Plus ça va, et plus Ellie a des choses à perdre dans cette quête. Mais elle continue, renforçant d’autant plus ce mauvais choix. Il y a visiblement beaucoup de joueurs qui n’ont pas eu de problème avec ça, parce qu’ils ressentaient la tristesse face à la mort de Joel et la haine envers son assassin. Mais là encore, ça me pose problème, parce qu’à nouveau il faut insister sur la manière dont Abby a commis son meurtre : en refusant de tuer qui que ce soit d’autre que sa cible, malgré les risques que cela implique.

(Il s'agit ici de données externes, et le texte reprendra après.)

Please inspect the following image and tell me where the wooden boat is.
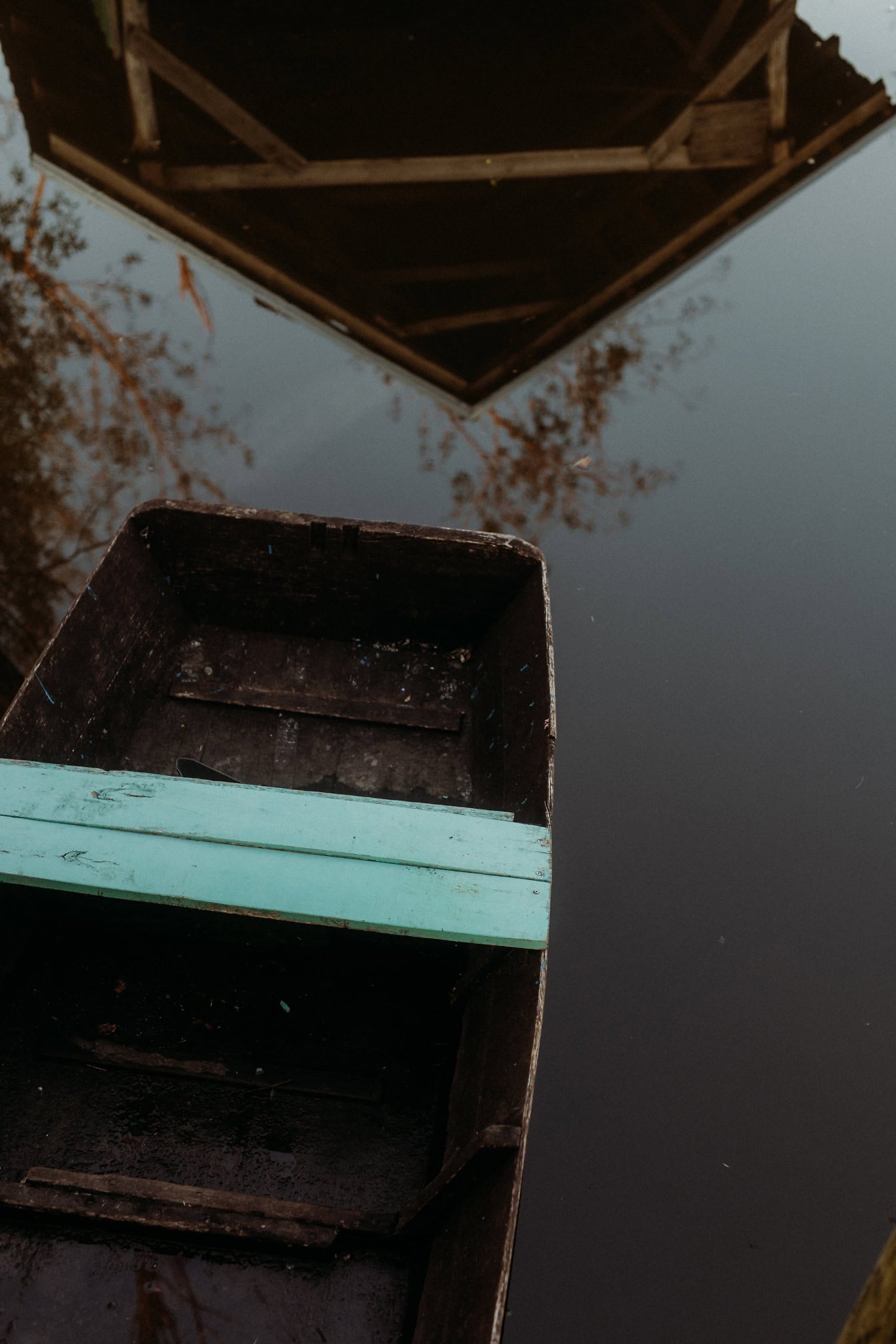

La scène du meurtre de Joel a été beaucoup comparée avec celle de Negan dans Walking Dead. Sauf que Negan, c’était un esclavagiste qui prenait plaisir à faire le mal et pratiquait la torture psychologique pour transformer des gens en ses soldats bien obéissants. Là, il était flagrant qu’Abby en était très éloignée. Ça n’excuse pas son acte, mais… bon sang, si on est prêt à considérer que la quête de vengeance d’Ellie est légitime, je vois mal comment on ne peut pas envisager que celle d’Abby, peu importe ses raisons, ne l’était pas.

Et surtout, la façon de faire d’Ellie est bien plus condamnable. Elle part à l’assaut des Wolf, l’organisation qui abrite Abby. Contrairement à Abby, Ellie ne se soucie pas des dommages collatéraux. Elle fonce dans le tas, bute tout le monde, retrouve petit à petit les membres du groupe d’Abby pour les massacrer un par un afin d’atteindre son but. Je n’avais pas vraiment besoin qu’on me fasse incarner Abby pour envisager son point de vue. Rien que le prologue était suffisant.

Opinions divergentes

Au début du développement, il était prévu qu’il y ait toute une première partie de l’aventure qui se déroule à Jacksonville, où l’on aurait incarné Abby, devenue un nouveau membre de cette communauté et devenant très proche de Joel. Abby aurait donc dû être le protagoniste de départ non pas juste pour le tutoriel, mais pendant plusieurs heures, jusqu’à arriver au moment où elle tue Joel.

« Et c’était un peu étrange, reconnaît Neil Druckmann. Si le joueur ressentait trop d’empathie pour Abby dans la première partie du jeu, il devenait trop difficile de lancer la deuxième partie de l’histoire, l’aventure d’Ellie. Notre vision du jeu, notre objectif initial, est de vous faire ressentir une haine intense pour Abby, de vous donner envie de la torturer comme elle a torturé Joel. Œil pour œil, dent pour dent. C’est pour cette raison que la mort de Joel est aussi intense. Nous voulions vraiment impliquer le joueur, l’entraîner dans cette descente aux enfers et le ramener sur la voie de la raison20. »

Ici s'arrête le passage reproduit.